World Record-breaking Optimization Technology

DELMIA Quintiq's supply chain optimization software is developed on the belief that all the algorithms in the world can't replace your good business sense. It's designed to give you full control and visibility, enabling you to amend the optimized plan where needed. You have the power to optimize the entire plan and the flexibility to optimize just parts of the plan. You can choose between fully automated, semi-automated and manual planning, depending on your requirements at any given moment.

The supply chain optimization software provides full visibility into all aspects of your supply chain, enabling real-time management and optimization of production capacities, raw materials, workforce and logistics. It's configured to respect all of your organization's rules and constraints, such as production capacity, inventory and logistics constraints as well as contractual requirements. But, it's flexible enough to allow you to adapt to the realities of doing business.

The outcome: feasible plans, optimized against your unique key performance indicators, always in sync with the realities of your business.

The benefit: savings in every area of your business, in the form of greater efficiency, lower inventory levels and leaner operations overall.

Optimization technologies

The five supply chain optimization technologies at the core of DELMIA Quintiq Optimizers are:

  • Quill

Quill is the proprietary configuration language at the center of the DELMIA Quintiq Optimizer. It allows easy expression of construction heuristics and local search heuristics –closely matching the processes that human planners follow when they build solutions from scratch and when they locally improve solutions. Quill is the glue that holds all the optimization technologies together, allowing them to work as an effective, efficient whole.

  • Mathematical Programming

Based on decades of operations research, mathematical programming is the de facto standard for solving problems that can be expressed or approximated with linear equations.

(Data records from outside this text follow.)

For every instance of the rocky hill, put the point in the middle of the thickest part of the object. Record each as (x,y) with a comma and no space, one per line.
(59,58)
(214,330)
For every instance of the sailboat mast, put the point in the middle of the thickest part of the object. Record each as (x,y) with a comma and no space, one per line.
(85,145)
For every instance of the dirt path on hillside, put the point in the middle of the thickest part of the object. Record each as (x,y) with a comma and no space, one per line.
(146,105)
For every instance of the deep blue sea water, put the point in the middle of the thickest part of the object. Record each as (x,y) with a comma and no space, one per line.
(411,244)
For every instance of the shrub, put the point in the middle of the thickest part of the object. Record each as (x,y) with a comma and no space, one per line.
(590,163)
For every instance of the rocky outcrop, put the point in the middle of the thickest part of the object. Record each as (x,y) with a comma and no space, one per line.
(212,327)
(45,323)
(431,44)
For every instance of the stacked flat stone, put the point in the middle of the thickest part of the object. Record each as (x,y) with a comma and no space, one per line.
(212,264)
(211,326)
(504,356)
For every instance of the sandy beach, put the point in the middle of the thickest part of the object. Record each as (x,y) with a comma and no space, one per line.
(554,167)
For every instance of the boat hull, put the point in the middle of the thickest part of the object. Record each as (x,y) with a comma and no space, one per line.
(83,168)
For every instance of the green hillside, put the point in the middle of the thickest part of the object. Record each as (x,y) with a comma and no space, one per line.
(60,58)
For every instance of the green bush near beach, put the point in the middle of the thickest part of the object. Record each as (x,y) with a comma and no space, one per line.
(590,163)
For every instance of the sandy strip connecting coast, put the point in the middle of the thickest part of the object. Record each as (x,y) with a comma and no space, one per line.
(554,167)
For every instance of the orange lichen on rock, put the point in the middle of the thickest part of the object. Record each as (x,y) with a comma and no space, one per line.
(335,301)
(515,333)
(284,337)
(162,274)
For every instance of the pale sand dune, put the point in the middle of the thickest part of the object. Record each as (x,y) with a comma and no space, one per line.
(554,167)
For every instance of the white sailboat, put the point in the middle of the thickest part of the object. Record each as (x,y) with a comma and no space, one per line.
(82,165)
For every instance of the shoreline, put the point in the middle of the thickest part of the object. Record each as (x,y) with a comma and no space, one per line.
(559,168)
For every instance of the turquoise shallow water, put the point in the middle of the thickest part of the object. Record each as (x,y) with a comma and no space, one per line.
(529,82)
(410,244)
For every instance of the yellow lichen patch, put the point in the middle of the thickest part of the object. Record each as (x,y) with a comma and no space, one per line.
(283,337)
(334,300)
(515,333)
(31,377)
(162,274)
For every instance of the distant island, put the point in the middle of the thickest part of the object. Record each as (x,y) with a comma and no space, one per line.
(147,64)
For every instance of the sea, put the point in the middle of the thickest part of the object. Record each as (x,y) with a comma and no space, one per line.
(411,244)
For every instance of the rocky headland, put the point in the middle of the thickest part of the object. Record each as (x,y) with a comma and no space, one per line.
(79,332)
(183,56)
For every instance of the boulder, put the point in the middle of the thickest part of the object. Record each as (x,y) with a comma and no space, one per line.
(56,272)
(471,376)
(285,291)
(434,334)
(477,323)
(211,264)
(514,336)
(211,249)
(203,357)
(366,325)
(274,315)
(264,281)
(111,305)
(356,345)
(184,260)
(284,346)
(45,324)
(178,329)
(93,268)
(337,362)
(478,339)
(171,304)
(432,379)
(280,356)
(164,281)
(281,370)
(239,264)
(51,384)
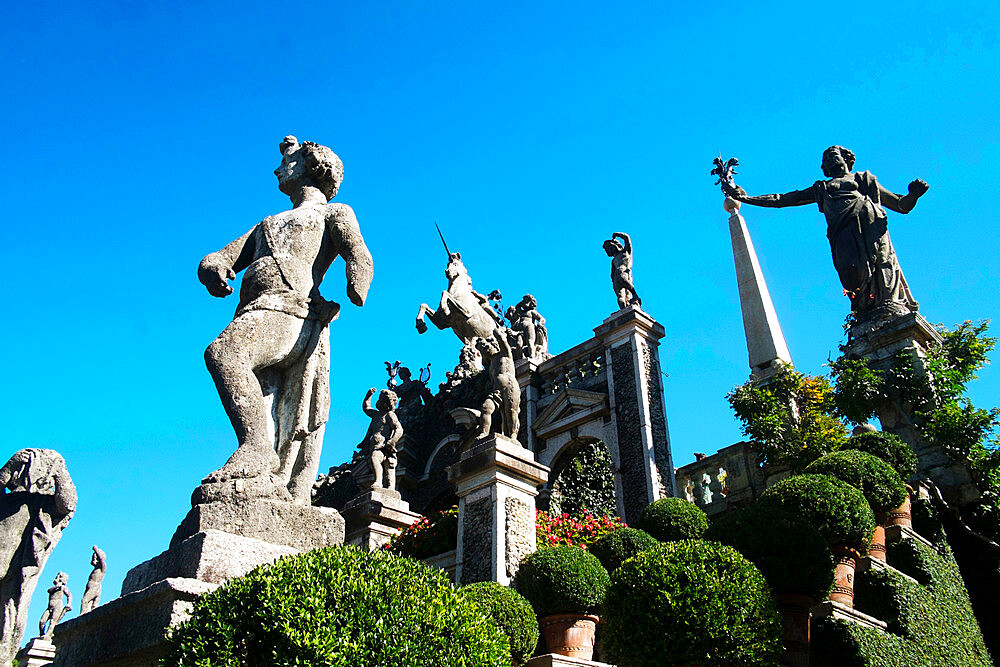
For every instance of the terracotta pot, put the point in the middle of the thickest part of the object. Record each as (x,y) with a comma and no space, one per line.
(794,610)
(570,634)
(845,559)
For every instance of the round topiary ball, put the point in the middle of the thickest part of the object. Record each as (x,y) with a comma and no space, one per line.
(836,509)
(511,612)
(881,485)
(617,547)
(690,601)
(669,519)
(792,555)
(888,447)
(338,606)
(562,580)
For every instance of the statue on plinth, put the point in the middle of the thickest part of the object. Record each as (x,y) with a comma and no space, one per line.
(37,500)
(57,608)
(857,229)
(274,357)
(619,249)
(92,594)
(377,467)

For example, it’s used in DELMIA Quintiq Workforce Planner to determine the best possible combination of tasks to assign to employees to ensure the best use of each person’s skills and achieve the highest possible service levels.

  • Constraint Programming

Constraint programming is effective in dealing with particularly challenging optimization problems. It works by eliminating potential solutions through sophisticated constraint propagation, thus allowing a wide variety of constraint types. It has effective in solving heavily constrained scheduling problems.

  • Path Optimization Algorithm

Path optimization algorithm is a proprietary large-neighborhood-search (LNS) technology. LNS explores much larger neighborhoods than local search and as such is less likely to get stuck in a locally optimal solution that is far from the globally optimal solution. It is primarily used for vehicle routing and manufacturing scheduling. For example, it’s used in DELMIA Quintiq Logistics Planner to determine the best possible sequence of visits and their distribution over routes to ensure the shortest distance, lowest cost and highest service level.

  • Graph Programming

Many practical puzzles have a graph component and accordingly we utilize graph programming to find solutions. Graph programming is used to tackle resource-constrained shortest-path problems encountered in puzzles such as crew diagramming and rolling stock optimization.

Optimization World Records

DELMIA Quintiq holds world records for a variety of optimization challenges:

  • Vehicle Routing Problem with Time Windows (VRPTW)

The VRPTW is one of the most studied problems in the field of combinatorial optimization. It is a variant of the Vehicle Routing Problem (VRP) first defined by Dantzig & Ramser in 1959. A solution to the VRPTW is a set of routes consisting of a sequence of visits to customers, where each route is assigned to a vehicle and all customers are visited within their time windows. The total volume assigned to each route must not exceed the capacity of the vehicle. The challenge is finding a solution that minimizes the total number of vehicles used and distance traveled.

  • Pickup and Delivery Problem with Time Windows (PDPTW)

The PDPTW is a problem in the field of combinatorial optimization and an extension of the VRPTW. The difference is that the customers’ transportation requests do not only have a defined delivery location, but also a specific pickup location, which typically differs from the depot. A solution to a PDPTW problem is a set of routes for a fleet of vehicles. It consists of a sequence of pickups and deliveries, where all locations are visited within their time windows. For each transportation request, both the pickup and delivery locations must be visited by the same vehicle where obviously the pickup occurs before the delivery.

  • Flexible Job Shop Scheduling Problem (FJSSP)

The FJSSP is an extension of the classical Job Shop Scheduling Problem (JSSP). The JSSP is based on the assumption that only one machine is able to run a particular operation. The FJSSP, as its name suggests, assumes a more flexible setup. It reflects a production environment where it’s possible to run an operation on more than one machine. The challenge is assigning all operations to machines in sequence (respecting the sequence of operations in each job) such that the total completion time is minimized.